Skip to content

JudgeContext

Full normalized context passed to every judge.

Scenario-owned judge criteria should live on input. Use metadata for per-run expectations or harness configuration that are not part of the scenario payload.

type RefundContext = JudgeContext<
string,
{ status: "approved" | "denied" },
{ expected: { status: "approved" | "denied" } }
>;
const RefundStatusJudge = createJudge(
"RefundStatusJudge",
({ output, metadata }: RefundContext) => ({
score: output.status === metadata.expected.status ? 1 : 0,
}),
);

TInput = unknown

TOutput extends JsonValue | undefined = JsonValue | undefined

TMetadata extends HarnessMetadata = HarnessMetadata

THarness extends Harness<TInput, TOutput, TMetadata> | undefined = Harness<TInput, TOutput, TMetadata> | undefined

harness: THarness

Harness associated with this judge context.


input: TInput

Original eval input passed to the harness.

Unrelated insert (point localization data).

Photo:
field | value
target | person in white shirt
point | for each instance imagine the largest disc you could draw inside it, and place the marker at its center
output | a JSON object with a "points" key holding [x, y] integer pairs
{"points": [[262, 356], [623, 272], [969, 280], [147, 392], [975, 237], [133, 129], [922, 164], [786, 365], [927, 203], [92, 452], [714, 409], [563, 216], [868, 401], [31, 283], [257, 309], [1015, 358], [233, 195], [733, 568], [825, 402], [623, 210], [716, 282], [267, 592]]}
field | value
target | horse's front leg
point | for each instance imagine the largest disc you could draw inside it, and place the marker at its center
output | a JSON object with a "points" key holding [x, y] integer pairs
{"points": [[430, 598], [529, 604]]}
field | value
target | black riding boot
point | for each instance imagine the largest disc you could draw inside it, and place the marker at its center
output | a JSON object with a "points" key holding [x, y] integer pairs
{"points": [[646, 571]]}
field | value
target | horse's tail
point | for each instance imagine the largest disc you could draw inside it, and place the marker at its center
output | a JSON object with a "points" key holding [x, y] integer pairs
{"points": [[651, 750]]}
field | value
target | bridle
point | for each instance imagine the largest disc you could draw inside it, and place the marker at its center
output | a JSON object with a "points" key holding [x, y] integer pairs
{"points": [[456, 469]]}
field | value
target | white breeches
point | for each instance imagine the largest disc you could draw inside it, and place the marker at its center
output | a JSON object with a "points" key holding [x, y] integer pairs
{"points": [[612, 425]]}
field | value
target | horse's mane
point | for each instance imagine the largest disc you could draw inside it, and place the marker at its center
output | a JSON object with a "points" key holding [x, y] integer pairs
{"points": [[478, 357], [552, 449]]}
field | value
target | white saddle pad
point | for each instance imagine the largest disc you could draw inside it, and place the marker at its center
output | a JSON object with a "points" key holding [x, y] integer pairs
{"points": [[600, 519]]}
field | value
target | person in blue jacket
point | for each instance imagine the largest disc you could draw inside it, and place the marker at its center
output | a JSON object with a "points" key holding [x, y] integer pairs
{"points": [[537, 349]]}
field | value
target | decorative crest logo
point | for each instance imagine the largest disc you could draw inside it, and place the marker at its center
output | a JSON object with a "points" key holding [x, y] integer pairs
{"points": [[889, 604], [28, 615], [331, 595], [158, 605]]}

metadata: Readonly<TMetadata>

Per-run expectations or configuration passed to run(input, { metadata }).


output: TOutput

App-facing output returned by the harness.


run: HarnessRun<TOutput>

Complete normalized harness run being judged.


optional runJudge?: RunJudge

Runs the configured matcher, judge, or suite judge harness with run-scoped context.


session: HarnessRun<TOutput>["session"]

Normalized transcript associated with the harness run.


toolCalls: ToolCallRecord[]

Flattened tool calls observed in the normalized session.